CARNEVALE, Fra
(b. ca. 1425, Urbino, d. 1484, Urbino)

Biography

Italian painter, originally Bartolomeo di Giovanni Corradini. His name, Fra Carnevale, is translated Brother Lent (after the 40-day, Christian liturgical season of solemn fasting before Easter Sunday, commemorating the day of the Resurrection of Jesus Christ).

While in early adulthood, he migrated to artistically progressive Florence, on 28 November 1445 he was described as a pupil of the Carmelite friar Fra Filippo Lippi, and he refined his skills in painting while in his workshop. By 1451 he was active in his home town of Urbino (centre of the duchy of Urbino, a Renaissance papal state ruled by the Montefeltro family during the fifteenth century) when he received payments on behalf of the syndics of San Domenico for the doorway and glazed terracotta lunette commissioned from Maso di Bartolommeo and Luca della Robbia in Florence. He was absolved from painting an altarpiece in 1456.

From 1461 he was parish priest at San Cassiano di Cavallino, near Urbino, but he appears to have been active in Urbino, where in 1467 he received payments for an altarpiece of the Birth of the Virgin for Santa Maria della Bella.

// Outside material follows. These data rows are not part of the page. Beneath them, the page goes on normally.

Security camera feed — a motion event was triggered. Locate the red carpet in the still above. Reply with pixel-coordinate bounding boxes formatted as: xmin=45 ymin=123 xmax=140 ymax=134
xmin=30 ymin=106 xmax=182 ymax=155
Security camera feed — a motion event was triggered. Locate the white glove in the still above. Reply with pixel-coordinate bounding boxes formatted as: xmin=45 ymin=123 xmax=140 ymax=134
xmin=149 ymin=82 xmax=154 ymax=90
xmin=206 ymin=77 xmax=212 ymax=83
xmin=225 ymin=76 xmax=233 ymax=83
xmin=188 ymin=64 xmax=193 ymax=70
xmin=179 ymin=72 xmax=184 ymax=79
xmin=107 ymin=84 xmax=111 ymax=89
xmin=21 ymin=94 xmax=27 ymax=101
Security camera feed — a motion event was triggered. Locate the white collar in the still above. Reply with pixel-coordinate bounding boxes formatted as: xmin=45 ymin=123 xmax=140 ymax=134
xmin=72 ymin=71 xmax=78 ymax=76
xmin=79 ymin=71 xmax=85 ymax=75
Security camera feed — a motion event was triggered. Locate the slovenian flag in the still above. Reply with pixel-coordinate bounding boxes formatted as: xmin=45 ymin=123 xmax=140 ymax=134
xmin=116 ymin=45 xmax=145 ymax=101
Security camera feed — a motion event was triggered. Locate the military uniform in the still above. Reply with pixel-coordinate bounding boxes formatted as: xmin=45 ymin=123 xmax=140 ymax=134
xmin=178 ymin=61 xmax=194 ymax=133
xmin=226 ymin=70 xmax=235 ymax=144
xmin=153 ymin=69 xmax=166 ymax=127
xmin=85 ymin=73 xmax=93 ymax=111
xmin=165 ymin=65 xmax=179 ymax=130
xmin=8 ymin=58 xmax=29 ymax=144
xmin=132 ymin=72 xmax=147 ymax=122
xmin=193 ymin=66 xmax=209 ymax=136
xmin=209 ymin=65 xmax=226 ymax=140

This was his most famous work, which Vasari said influenced Bramante. The picture was confiscated by Cardinal Antonio Barberini in 1631 and has been identified with two panels from his collection (New York, Metropolitan Museum of Art and Boston, Museum of Fine Arts). Carnevale is listed in a later memoria among the engineers and architects of Federigo II da Montefeltro, Duke of Urbino.